Traceable tests

-

Have you ever spent hours or days trying to figure out why some API test is failing? Whenever something like that happens to me, my immediate thought is: what could have helped me find this problem faster?

Unit tests are much better at this, when they fail, you just run them again locally, set a breakpoint if you have to, and find out what failed. But with tests that run against your API (yes, you need those too!) it can be much harder to figure out exactly what code got executed. There are all sorts of boundaries that make this hard, especially when those tests run as part of your pipeline (yes, you need to do that!). You can’t just set a breakpoint in your pipeline and even if you have logging in your backend, how do you know which log entries resulted from which test scenario?

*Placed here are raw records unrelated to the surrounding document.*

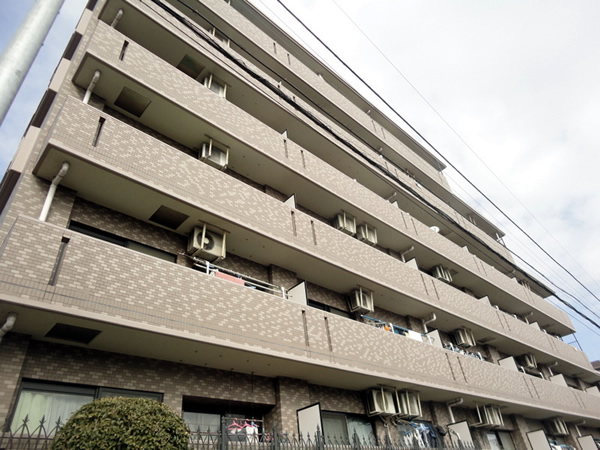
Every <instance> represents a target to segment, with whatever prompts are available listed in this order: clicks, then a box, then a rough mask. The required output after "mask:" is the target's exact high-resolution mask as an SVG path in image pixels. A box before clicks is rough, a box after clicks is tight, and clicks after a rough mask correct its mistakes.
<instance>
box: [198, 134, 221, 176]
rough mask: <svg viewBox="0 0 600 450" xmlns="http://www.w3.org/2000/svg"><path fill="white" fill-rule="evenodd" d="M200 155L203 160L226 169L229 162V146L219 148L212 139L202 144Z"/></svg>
mask: <svg viewBox="0 0 600 450" xmlns="http://www.w3.org/2000/svg"><path fill="white" fill-rule="evenodd" d="M198 156H199V157H200V160H201V161H204V162H205V163H207V164H210V165H211V166H213V167H216V168H217V169H220V170H225V169H226V168H227V164H228V163H229V147H221V148H219V147H218V146H217V145H216V144H215V143H214V142H213V140H212V139H210V140H209V141H208V142H205V143H204V144H202V149H201V150H200V152H199V154H198Z"/></svg>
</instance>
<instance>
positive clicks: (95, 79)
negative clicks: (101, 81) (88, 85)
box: [83, 70, 100, 105]
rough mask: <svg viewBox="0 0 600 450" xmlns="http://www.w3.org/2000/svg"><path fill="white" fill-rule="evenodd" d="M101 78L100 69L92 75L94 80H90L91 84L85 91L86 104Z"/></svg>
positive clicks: (84, 99) (89, 100)
mask: <svg viewBox="0 0 600 450" xmlns="http://www.w3.org/2000/svg"><path fill="white" fill-rule="evenodd" d="M99 79H100V71H99V70H96V71H95V72H94V76H93V77H92V81H90V85H89V86H88V88H87V91H85V96H84V97H83V103H85V104H86V105H87V104H88V103H89V101H90V97H91V96H92V92H93V91H94V88H95V87H96V83H98V80H99Z"/></svg>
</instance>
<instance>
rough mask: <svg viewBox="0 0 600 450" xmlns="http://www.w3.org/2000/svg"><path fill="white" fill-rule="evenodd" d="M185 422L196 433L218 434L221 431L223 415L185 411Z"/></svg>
mask: <svg viewBox="0 0 600 450" xmlns="http://www.w3.org/2000/svg"><path fill="white" fill-rule="evenodd" d="M183 420H184V421H185V424H186V425H187V426H188V428H189V429H190V431H192V432H194V433H207V434H210V433H218V432H219V430H220V429H221V415H220V414H208V413H199V412H191V411H183Z"/></svg>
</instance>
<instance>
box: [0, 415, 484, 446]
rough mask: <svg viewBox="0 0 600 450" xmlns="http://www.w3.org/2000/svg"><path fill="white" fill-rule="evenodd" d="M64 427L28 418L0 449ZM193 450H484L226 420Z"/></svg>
mask: <svg viewBox="0 0 600 450" xmlns="http://www.w3.org/2000/svg"><path fill="white" fill-rule="evenodd" d="M61 426H62V424H61V423H60V422H58V423H56V424H46V423H45V421H44V419H42V421H41V422H40V423H39V424H38V425H37V426H35V427H32V426H31V424H29V423H28V419H27V418H25V420H24V422H23V424H22V425H21V426H20V427H19V428H17V429H16V430H7V431H4V432H0V450H49V449H50V448H51V445H52V440H53V438H54V435H55V434H56V433H57V432H58V430H59V429H60V427H61ZM189 448H190V450H429V449H443V450H456V449H465V450H482V449H481V447H478V446H475V445H474V444H472V443H470V442H462V441H460V440H459V439H456V438H453V437H452V436H451V435H446V436H437V437H436V438H435V439H428V440H426V439H424V438H421V437H419V436H418V435H417V434H414V435H410V436H407V435H405V436H400V437H399V438H396V439H393V438H392V437H390V436H386V437H385V438H383V439H380V440H378V439H377V438H376V437H375V436H374V435H370V436H363V437H361V436H359V435H358V434H356V433H354V435H352V436H350V437H347V436H329V435H325V436H324V435H323V434H322V433H321V432H320V431H318V430H317V432H316V433H315V434H314V435H312V436H311V435H305V436H303V435H302V434H300V435H296V434H290V433H281V432H277V431H275V430H272V431H268V432H266V431H264V429H263V428H262V426H261V425H260V424H257V423H255V422H254V421H253V422H252V423H251V424H248V426H246V423H244V424H243V425H242V426H240V427H239V428H237V429H232V428H231V427H230V425H227V423H226V422H225V421H223V424H222V426H221V429H220V430H215V431H211V430H210V429H208V430H206V431H201V430H200V429H197V430H196V431H191V432H190V436H189Z"/></svg>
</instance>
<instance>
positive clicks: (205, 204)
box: [35, 92, 598, 380]
mask: <svg viewBox="0 0 600 450" xmlns="http://www.w3.org/2000/svg"><path fill="white" fill-rule="evenodd" d="M207 95H212V94H211V93H210V92H208V93H207ZM100 119H103V122H102V124H103V125H102V132H101V135H100V137H99V138H98V136H97V135H96V134H97V129H98V124H99V123H100V122H101V120H100ZM72 123H78V125H79V126H78V128H77V130H74V129H72V128H71V124H72ZM123 136H127V138H126V139H123ZM140 148H142V149H145V152H144V154H145V156H146V157H145V158H140ZM63 161H69V162H70V163H71V169H70V170H69V173H68V174H67V175H66V176H65V178H64V179H63V182H62V185H63V186H65V187H68V188H70V189H72V190H74V191H76V192H77V193H78V195H79V196H80V197H82V198H85V199H87V200H89V201H92V202H94V203H97V204H99V205H102V206H105V207H107V208H110V209H113V210H116V211H119V212H122V213H124V214H127V215H129V216H131V217H134V218H137V219H140V220H143V221H150V218H151V217H152V215H153V214H154V213H155V212H156V211H157V210H158V209H159V208H160V207H161V206H162V205H167V206H168V207H170V208H172V209H174V210H176V211H178V212H180V213H181V214H183V215H184V216H186V217H187V219H186V220H185V221H184V222H183V223H182V224H181V225H180V226H178V227H177V228H176V229H175V231H176V232H178V233H180V234H183V235H186V234H187V233H189V231H190V229H191V228H192V227H193V226H195V225H196V224H198V223H200V222H207V223H210V224H212V225H214V226H216V227H219V228H220V229H222V230H226V231H228V232H229V235H228V246H227V247H228V248H227V250H228V251H229V252H231V253H233V254H237V255H238V256H241V257H244V258H246V259H249V260H252V261H255V262H258V263H260V264H262V265H265V266H268V265H271V264H274V265H277V266H280V267H283V268H286V269H288V270H291V271H294V272H296V273H297V276H298V278H300V279H305V280H309V281H311V282H313V283H316V284H318V285H321V286H323V287H327V288H329V289H332V290H334V291H336V292H342V293H343V292H350V291H351V290H352V289H354V288H355V287H356V286H357V285H362V286H365V287H366V288H368V289H371V290H373V291H374V292H375V293H376V297H375V305H376V306H378V307H381V308H383V309H387V310H388V311H391V312H395V313H397V314H401V315H412V316H414V317H424V316H426V315H428V314H429V313H431V312H432V311H435V312H436V314H437V316H438V320H437V322H436V326H437V327H439V328H441V329H443V330H452V329H455V328H458V327H461V326H469V327H470V328H472V329H473V331H474V332H475V334H476V337H477V338H478V339H482V338H484V337H485V339H486V341H488V342H489V341H491V340H492V339H493V340H494V342H493V345H494V346H495V347H497V348H498V349H499V350H500V351H503V352H506V353H509V354H515V352H521V353H526V352H530V351H531V350H532V349H534V350H536V357H537V359H538V361H539V362H541V363H550V362H553V361H555V359H556V356H555V355H560V358H561V361H559V364H560V367H559V368H558V369H557V370H560V371H561V372H563V373H565V374H568V375H569V374H576V373H577V374H583V375H579V376H580V377H581V378H583V379H586V377H591V378H592V379H593V380H596V379H597V378H598V375H597V374H596V373H595V372H594V371H593V370H591V369H590V368H588V367H587V366H589V362H587V360H586V359H585V355H584V354H583V353H582V352H577V351H575V350H574V349H573V348H572V347H570V346H568V345H566V344H564V343H562V342H560V341H558V340H556V339H554V338H552V337H550V336H548V335H546V334H545V333H542V332H541V331H539V330H535V329H534V328H533V327H530V328H521V329H519V326H518V325H514V326H513V325H508V324H507V323H506V321H505V320H503V319H502V318H501V317H500V316H499V314H503V313H501V312H499V311H497V310H496V309H494V308H492V307H490V306H489V305H486V304H485V303H484V302H482V301H478V300H477V299H474V298H472V297H470V296H468V295H466V294H464V293H462V292H460V291H459V290H457V289H455V288H453V287H451V286H448V285H447V284H445V283H443V282H440V281H437V280H435V279H433V278H431V277H429V276H428V275H424V274H422V273H420V272H418V271H416V270H414V269H411V268H409V267H408V266H407V265H405V264H404V263H402V262H400V261H398V260H397V259H394V258H391V257H389V256H386V255H383V254H382V253H381V252H380V251H379V250H377V249H374V248H372V247H369V246H367V245H365V244H363V243H361V242H360V241H358V240H356V239H353V238H351V237H349V236H347V235H344V234H343V233H340V232H338V231H337V230H335V229H334V228H333V227H331V226H329V225H327V224H323V223H321V222H319V221H315V220H313V218H312V217H310V216H307V215H305V214H303V213H301V212H300V211H297V210H293V209H291V208H290V207H288V206H287V205H285V204H283V203H281V202H280V201H279V200H277V199H274V198H273V197H270V196H268V195H266V194H264V193H263V192H261V191H259V190H257V189H254V188H253V187H250V186H248V185H247V184H245V183H243V182H241V181H239V180H237V179H235V178H233V177H231V176H229V175H227V174H225V173H223V172H221V171H219V170H216V169H214V168H212V167H210V166H208V165H207V164H204V163H203V162H201V161H199V160H198V159H197V158H195V157H192V156H190V155H188V154H186V153H184V152H182V151H179V150H177V149H175V148H173V147H171V146H169V145H167V144H165V143H163V142H160V141H158V140H156V139H154V138H153V137H151V136H149V135H147V134H145V133H143V132H141V131H138V130H135V129H133V128H132V127H130V126H128V125H126V124H124V123H123V122H121V121H119V120H117V119H115V118H112V117H110V116H107V115H105V114H103V113H101V112H100V111H99V110H97V109H95V108H92V107H90V106H87V105H84V104H82V103H81V102H79V101H77V100H75V99H69V100H67V102H66V103H65V105H64V106H63V108H62V110H61V112H60V114H59V116H58V118H57V121H56V123H55V125H54V127H53V129H52V134H51V136H50V137H49V140H48V142H47V145H46V147H45V148H44V150H43V152H42V154H41V156H40V159H39V161H38V163H37V165H36V168H35V173H36V174H37V175H38V176H40V177H42V178H44V179H47V180H50V179H52V177H53V176H54V175H55V174H56V172H57V171H58V168H59V167H60V165H61V164H62V162H63ZM272 170H273V171H275V170H277V169H275V168H273V169H272ZM141 199H143V201H140V200H141ZM64 220H65V221H66V220H68V217H65V218H64ZM340 255H344V256H343V257H341V256H340ZM514 320H515V321H516V319H514ZM516 322H518V321H516ZM520 324H522V326H523V327H526V326H527V325H526V324H524V323H521V322H520ZM549 339H553V340H554V341H556V342H553V341H549ZM563 347H564V351H563V350H562V348H563ZM538 352H541V353H538ZM582 355H583V356H582Z"/></svg>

I’ve been playing with the idea of linking backend logs to tests for some time. Years back, I had a plan to add the name of the test to a custom HTTP header when calling the API from tests. In the backend I could add that value to the MDC context that we attach to log entries. The result would be that for each log entry, you could see which test triggered it.

Déjà vu

Somehow I never got around to implementing that idea. Last year though, I helped out a team working on an API-only service that ran into the very same problem. Their system is comprised of a set of microservices and some of the API calls go through several of these services to handle the request. Next to unit tests, one of their other automated validations is a regression test suite that runs against the API to validate expected behavior.

So far, so good, and that test suite was really valuable. It allowed the team to quickly implement new functionality without spending a lot of time checking that existing functionality kept working.

You know what’s coming now… whenever a test would fail, it was a nightmare to figure out why.

Luckily, I had just finished hooking up al the services to an Elastic Cloud environment, with APM-powered tracing and all the good stuff. The traces gave excellent insight into what happened inside and between the micro services. However, it was still really hard to link a specific test failure to a set of traces.

OpenTelemetry FTW 😃

I still had that idea from before in my head, and when I saw the team struggling with these failing tests, a new idea popped in: what if I linked the traces to tests?

The typical method to pass trace ids across service calls is by using a trace header. OpenTelemetry provides the traceparent header for that, and the Elastic APM agent being used in the services picks that up out-of-the-box.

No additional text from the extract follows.